Mittwoch, 11. März 2015

Miles runs the Fahrstuhl down

Ich bin nun schon bereits seit Jahren ein großer Verehrer von Miles Davis.
Nach der Lektüre seiner Autobiographie ist es umso verwunderlicher, daß eines der größten musikalischen Genies, die meiner bescheidenen Meinung nach jemals lebten, und der immer mit Stilbewußtsein und einem an schiere Arroganz grenzenden (beziehungsweise diese Grenze oft genug überschreitenden) Selbstbewußtsein auftrat, gleichzeitig ein selbstzerstörerischer, so schäbiger wie räudiger Bock war, der die Jahre von 1975 bis 1980 damit verbrachte, in seinem verwahrlosten Haus dahinzuvegetieren, sich Speedball (ein Heroin- Kokaingemisch) in die Beinvenen zu spritzen, weil die am Arm komplett vernarbt waren, und Pornophotos von eigens dafür einbestellten Prostituierten zu schießen.
Damit kann man sicherlich schon mal den ein oder anderen Abend verbringen.
Jedoch schaffte er bis zu seinem Tod 1991 mit 65 Jahren noch einmal ein Comeback und hinterließ der Welt in den 80ern noch einige Alben... und mich ratlos.
Man hört Geniestreiche wie " 'Round About Midnight" (1956), "Milestones" (1958) oder entfesselten Wahnsinn wie "Dark Magus" (1977)... ganz zu schweigen von "Bitches Brew" (1970), das mir- obwohl eher untypisch- die Tür zum Jazz überhaupt geöffnet hat.
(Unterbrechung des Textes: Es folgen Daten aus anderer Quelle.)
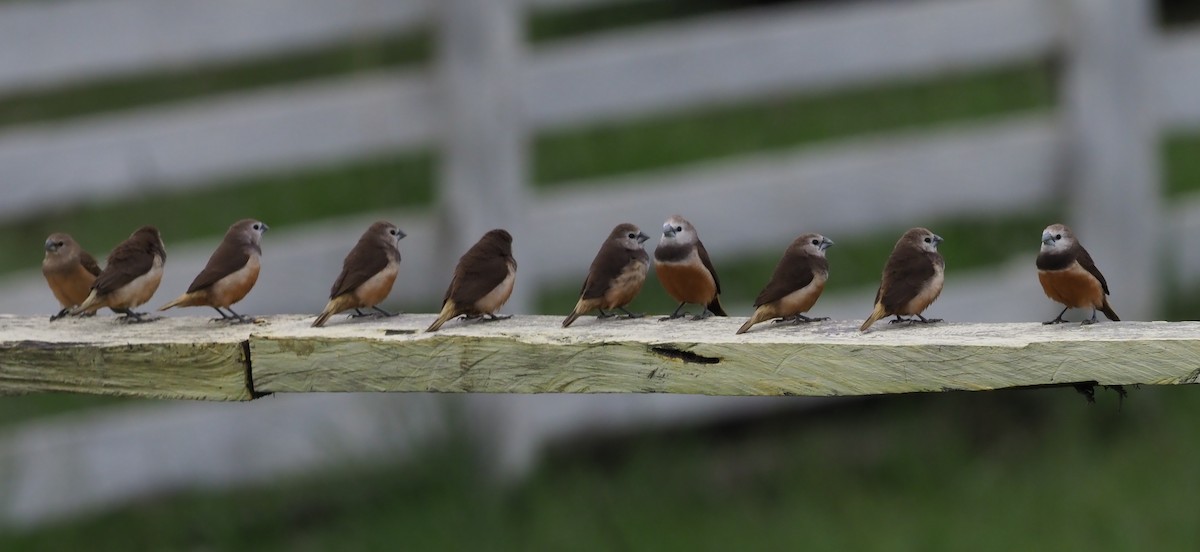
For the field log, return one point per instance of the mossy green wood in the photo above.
(174, 358)
(533, 354)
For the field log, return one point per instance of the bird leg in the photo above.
(1090, 321)
(630, 315)
(1059, 319)
(678, 313)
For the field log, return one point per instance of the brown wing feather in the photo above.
(793, 271)
(89, 263)
(228, 258)
(478, 273)
(366, 259)
(129, 261)
(708, 264)
(610, 262)
(905, 275)
(1086, 262)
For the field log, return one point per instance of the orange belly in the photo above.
(1073, 287)
(687, 282)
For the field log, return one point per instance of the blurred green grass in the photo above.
(1033, 469)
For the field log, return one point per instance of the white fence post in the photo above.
(483, 156)
(1111, 145)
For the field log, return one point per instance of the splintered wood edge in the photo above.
(192, 358)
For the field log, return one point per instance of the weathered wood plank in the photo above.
(533, 354)
(177, 358)
(192, 358)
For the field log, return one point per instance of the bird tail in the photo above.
(334, 306)
(715, 307)
(879, 312)
(759, 316)
(580, 309)
(1109, 312)
(448, 312)
(89, 305)
(180, 301)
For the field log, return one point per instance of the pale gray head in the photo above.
(249, 231)
(628, 235)
(923, 239)
(1056, 238)
(677, 231)
(813, 244)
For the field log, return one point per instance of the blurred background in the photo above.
(984, 120)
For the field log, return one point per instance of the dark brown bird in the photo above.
(483, 280)
(69, 270)
(131, 276)
(231, 271)
(685, 271)
(796, 285)
(912, 279)
(616, 276)
(367, 274)
(1069, 276)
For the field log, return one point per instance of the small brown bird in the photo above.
(69, 270)
(131, 276)
(483, 281)
(685, 271)
(912, 279)
(796, 285)
(616, 276)
(367, 274)
(229, 274)
(1069, 276)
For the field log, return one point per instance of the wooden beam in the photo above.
(192, 358)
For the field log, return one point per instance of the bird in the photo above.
(912, 279)
(685, 271)
(231, 273)
(367, 274)
(69, 270)
(796, 285)
(131, 276)
(483, 280)
(616, 275)
(1069, 276)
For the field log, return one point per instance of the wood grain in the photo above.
(192, 358)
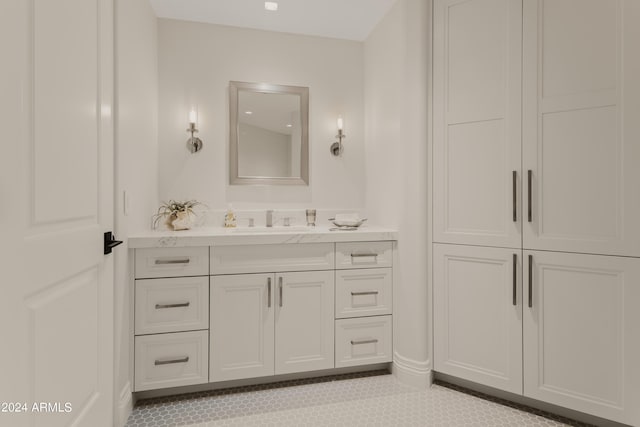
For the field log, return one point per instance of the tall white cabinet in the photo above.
(536, 162)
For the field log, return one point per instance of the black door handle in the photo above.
(110, 242)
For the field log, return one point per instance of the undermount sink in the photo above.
(281, 229)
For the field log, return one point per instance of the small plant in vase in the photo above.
(178, 215)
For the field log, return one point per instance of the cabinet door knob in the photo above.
(529, 210)
(515, 195)
(269, 292)
(530, 281)
(515, 278)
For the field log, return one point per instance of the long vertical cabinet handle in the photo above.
(515, 279)
(530, 281)
(515, 196)
(269, 292)
(529, 177)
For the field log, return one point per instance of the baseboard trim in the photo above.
(527, 401)
(411, 372)
(149, 394)
(125, 405)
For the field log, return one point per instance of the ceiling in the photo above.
(343, 19)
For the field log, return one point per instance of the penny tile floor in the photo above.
(369, 399)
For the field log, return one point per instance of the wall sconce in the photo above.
(194, 144)
(336, 147)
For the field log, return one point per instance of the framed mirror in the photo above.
(269, 134)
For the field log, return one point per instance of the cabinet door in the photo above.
(477, 122)
(478, 314)
(582, 333)
(242, 330)
(304, 321)
(581, 103)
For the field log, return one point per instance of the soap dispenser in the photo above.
(230, 218)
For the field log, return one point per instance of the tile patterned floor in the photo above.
(370, 399)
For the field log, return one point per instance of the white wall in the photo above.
(136, 120)
(396, 76)
(196, 63)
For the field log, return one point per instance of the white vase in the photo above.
(183, 221)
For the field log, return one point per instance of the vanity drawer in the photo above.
(363, 292)
(172, 262)
(172, 305)
(364, 255)
(268, 258)
(363, 341)
(171, 360)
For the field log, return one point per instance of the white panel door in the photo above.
(241, 313)
(581, 103)
(581, 333)
(477, 122)
(304, 321)
(56, 187)
(478, 314)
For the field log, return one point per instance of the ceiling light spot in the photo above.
(271, 6)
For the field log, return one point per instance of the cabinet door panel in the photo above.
(581, 334)
(241, 327)
(477, 325)
(581, 101)
(477, 123)
(304, 321)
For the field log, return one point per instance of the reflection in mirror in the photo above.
(268, 134)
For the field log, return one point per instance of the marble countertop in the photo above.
(218, 236)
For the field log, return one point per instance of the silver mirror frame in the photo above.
(303, 92)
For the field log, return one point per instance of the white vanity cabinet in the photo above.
(171, 317)
(364, 300)
(227, 311)
(242, 326)
(280, 322)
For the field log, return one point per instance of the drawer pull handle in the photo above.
(371, 341)
(172, 261)
(365, 256)
(181, 304)
(172, 361)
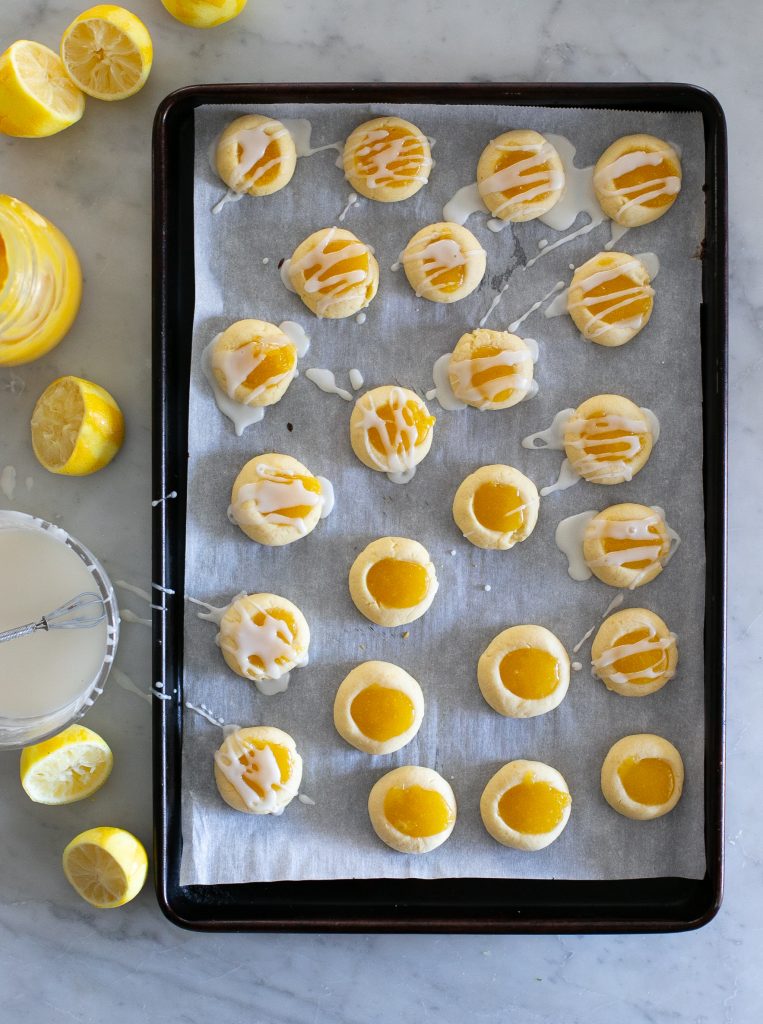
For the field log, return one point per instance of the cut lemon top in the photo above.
(68, 767)
(107, 866)
(77, 427)
(37, 97)
(108, 52)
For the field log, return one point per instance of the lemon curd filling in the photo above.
(272, 363)
(647, 175)
(610, 544)
(249, 760)
(413, 416)
(499, 507)
(654, 659)
(532, 807)
(510, 157)
(401, 170)
(381, 713)
(287, 635)
(647, 780)
(609, 309)
(397, 584)
(271, 154)
(416, 811)
(530, 673)
(330, 274)
(481, 377)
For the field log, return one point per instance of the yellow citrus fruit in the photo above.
(37, 97)
(70, 766)
(108, 52)
(77, 427)
(107, 865)
(204, 13)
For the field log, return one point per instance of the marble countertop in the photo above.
(59, 961)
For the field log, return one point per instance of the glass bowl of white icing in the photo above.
(51, 678)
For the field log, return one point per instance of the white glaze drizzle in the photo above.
(389, 160)
(259, 766)
(330, 285)
(607, 175)
(326, 380)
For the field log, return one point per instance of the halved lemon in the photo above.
(204, 13)
(68, 767)
(108, 52)
(107, 866)
(77, 427)
(37, 97)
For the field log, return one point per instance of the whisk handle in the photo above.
(23, 631)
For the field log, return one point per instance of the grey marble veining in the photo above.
(61, 962)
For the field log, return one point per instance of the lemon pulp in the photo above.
(274, 363)
(647, 780)
(401, 170)
(443, 279)
(654, 659)
(271, 153)
(414, 415)
(382, 712)
(533, 807)
(530, 673)
(609, 309)
(330, 275)
(397, 584)
(610, 544)
(510, 157)
(287, 635)
(416, 811)
(283, 760)
(294, 511)
(481, 377)
(499, 507)
(646, 175)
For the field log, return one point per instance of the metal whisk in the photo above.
(81, 612)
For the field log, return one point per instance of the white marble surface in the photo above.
(61, 962)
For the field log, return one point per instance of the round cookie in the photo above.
(525, 805)
(276, 500)
(412, 809)
(610, 298)
(334, 273)
(634, 653)
(496, 507)
(253, 363)
(607, 439)
(258, 770)
(256, 155)
(263, 636)
(637, 179)
(520, 175)
(626, 545)
(523, 672)
(378, 708)
(642, 776)
(387, 159)
(392, 582)
(491, 370)
(390, 430)
(443, 262)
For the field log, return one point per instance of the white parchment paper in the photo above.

Und und und.

Danach seine Alben aus den 80ern... und größer könnte die Diskrepanz zwischen seinem Ruf, seinem Verdienst und seiner späteren Fahrstuhlmusik nicht sein.
Natürlich haben auch "The Man With The Horn" und "We Want Miles" ihre Momente... und "Tutu" mit seinem asthmatischen Synthiebackground klingt zumindest seltsam.
Aber die Häufung an Grütze ist schon fatal... "You're Under Arrest" ist wirklich glumpfigste C&A- Muzak, der Titeltrack von "Man With The Horn" wäre selbst von Bert Kaempfert nur schwer zu ertragen, und ich höre gerade  zum Ausklang des späten Abends "We Want Miles" und mußte vor lauter Verzweiflung beim ersten Stück in einem sozialen Netzwerk und nun auch hier folgendes loswerden:

Ich frage mich gerade, warum Miles nach seinem großen Heroinabsturz Ende der 70er nochmal ein Comeback starten mußte. Quäle mich gerade durch Platten mit käsigen Synthies und 80er- Jazzrockgitarrengegniedel aus dem siebten Höllenkreis. Stünde da nicht Miles Davis drauf, würde man denken, das sind vollbärtige Pullunderträger in alten Konzertmitschnitten, die nachts um 23 Uhr 30 auf dem SWF für drei Studienräte und einen Toten laufen.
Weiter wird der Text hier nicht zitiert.